The Post: How was your school life at DGU?
Cho Yeong-mo (Cho): During my school years, life at DGU was divided into two parts - studying hard and engaging in student activism. Because I belonged to Army ROTC (Reserve Officers’ Training Corps), I could not engage in student activism, so I studied hard to gain a scholarship.
The Post: What did you do in the trade company?
Cho: I was involved in international trade and commerce including importation, exportation and investment for over 30 years. I went to Saudi Arabia to sell rubber tires in 1979. Because of the heat, it was certainly not the best place to live in. I also lived alone without family. Wearing Saudi Arabian clothes like a Saudi, I sold rubber tires. Because I lived with Saudi Arabians, I could understand Middle East Islamic culture. That experience helped me succeed in selling tires.
The Post: What motivated you to become a professor at DGU?
Cho : There are a few reasons why I became a professor here. When I was a college student, I studied hard for a scholarship. I had to work part-time at college. When I was 45-year-old, because I always had a lingering affection for learning, I continued and completed a Master´s degree. Later, while working for a trading company, I completed my doctorate degree when I was 60 years old.
In 2006, DGU initiated an MBA (Master of Business Administration) program. DGU needed new professors for the program, and one of my professors twho taught international trade recommended me. I have been an instructor ever since. I have taught international trade even though I've never studied abroad.
Post: Your class is always full. What makes your class so popular?
Cho: My lectures about international trade are based on my practical experience unlike those of most professors. I think that it is the main reason. Students say that they regard me as their role model in that I am so passionate and enthusiastic. Maybe, my practical experience seems to hold their interest.
Post: Are there any memorable students?
Cho: I used to emphasize that practical experience is better than studying theory. One day, a student who attended my class sent an e-mail to me expressing his gratitude. During the vacation, he bought women's accessaries like hairband, hair pin and necklace in Nam Dae Moon Market. Then, he went abroad and sold them to salespeople who worked in 'Korea Town' of Los Angeles. Although it was not a big trade, it was international. When I received his e-mail, I was touched.
Post: What do you do off campus?
Cho: I teach elementary students economy on the weekends free of charge.
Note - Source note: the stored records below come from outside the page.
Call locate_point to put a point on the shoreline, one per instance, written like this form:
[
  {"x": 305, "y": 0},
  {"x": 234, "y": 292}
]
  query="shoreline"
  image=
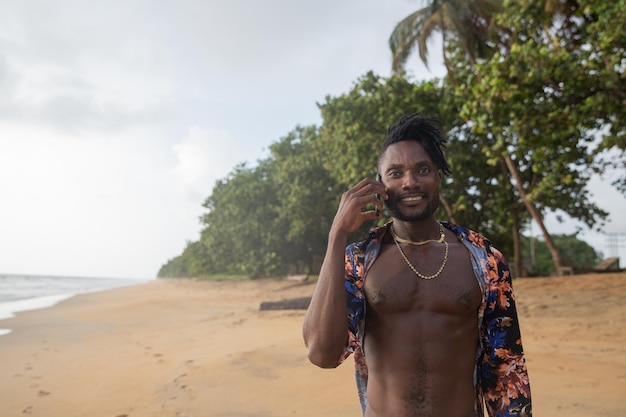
[{"x": 191, "y": 348}]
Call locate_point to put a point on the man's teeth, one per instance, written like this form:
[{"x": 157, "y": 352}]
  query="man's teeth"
[{"x": 416, "y": 198}]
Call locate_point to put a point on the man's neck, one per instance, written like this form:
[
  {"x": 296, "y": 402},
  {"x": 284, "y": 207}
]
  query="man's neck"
[{"x": 417, "y": 231}]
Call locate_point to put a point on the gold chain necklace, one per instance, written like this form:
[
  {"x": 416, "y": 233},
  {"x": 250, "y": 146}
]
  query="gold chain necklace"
[
  {"x": 412, "y": 242},
  {"x": 422, "y": 276}
]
I think that because of the under-ground economy, we had the IMF crisis from 1994 to 2001. People who are financially wealthy like Warren Buffett kept an entry book for their pocket money in their childhood, so I decided to teach basic economics for the children living in the country children economics: how to manage their pocket money and how to rationally consume and to understand fundamental notions about the economy.
Post: Do you have any advice for Donggukians?
Cho: I always say that DGU is one of the most famous universities in Korea. Then, students laugh at me because DGU failed to get a law school license, and so on. They don't think that DGU is a famous university. Students lose confidence because of an unreliable future, and fear of the unknown.
As soon as you enter DGU, you need to think that you are a potentially successful man. You should prepare for employment and study hard. You also need to gain experience through many activities - activities like an internship program help you prepare for future employment. If you don't have a job, do not get discouraged. Frustration can be harmful.